The first part, written by Mark Sagona, dives into the context of "the two design currents which manifest themselves most clearly in the oeuvre of Abramo Gatt".  It frames Gatt's works within the international and Maltese scenario, showing how his works were not insular, but bear comparison with international ideas. The discussion draws parallels between Malta and important centres such as London, Paris, Dresden, Rome, down to Catania, and then switches to Malta and a number of designers some of whom were contemporaries to Abramo Gatt.

Architect Anthony Gatt, himself a descendant of Abramo Gatt, is the author of the book's second part. Entitled 'Abramo Gatt: Notes for a Life in Art and Design' this section traces Gatt's life in Cospicua, and gives a historical narrative of the many commissions which characterise Gatt's career, from the early works, to important highlights, to the master's final years in the town of Żebbuġ, where he had sought refuge in the war years.

Part Three, also written by Mark Sagona, constitutes the backbone of the book.  It presents a holistic and critical study of Gatt's oeuvre - based on many documentary sources.  There is a thorough analysis of Gatt's ornamental vocabulary, and considers him within the local and international milieu, discussing his aesthetic links with the international design world in which he lived. This part engages with the style and the personal timbre of Abramo Gatt, and his collaboration with many decorative practitioners, carvers and sculptors of his time, opening up new realities to the making of many of his works.  The works of Gatt are therefore not analysed by themselves but are woven with the works of other contemporaries. 

The book's fourth and final part carries the full illustrated catalogue of all the known works and drawings by the master, many of which are published for the first time, complete with their dates and measurements. This section is especially important because it includes most of the master's surviving drawings on paper which he created in preparation for many of his executed works, or for other project which unfortunately remained unrealised.
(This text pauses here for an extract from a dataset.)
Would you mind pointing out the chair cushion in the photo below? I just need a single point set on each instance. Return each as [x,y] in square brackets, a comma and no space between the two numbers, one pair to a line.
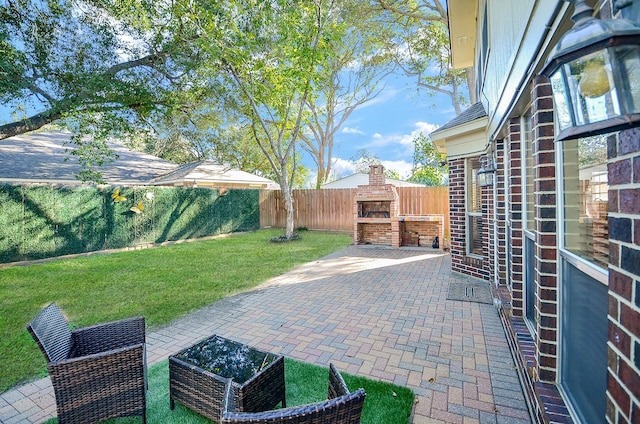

The book also includes an extensive bibliography with references to archives across Malta and Gozo, and a full index.

The book hopes to foster and stimulate a better appreciation of the decorative arts in Malta through a serious, art-historical discussion.  Additionally, it aspires to setting the record straight with regards to this little-known figure.  Gatt has unfortunately for many years suffered from amateur literature in parish publications which has relegated him to a level to which he does not belong.  On the eightieth anniversary since his passing, this publication presents an opportune moment for a better understanding of his oeuvre and for his works to be better known in Malta and beyond.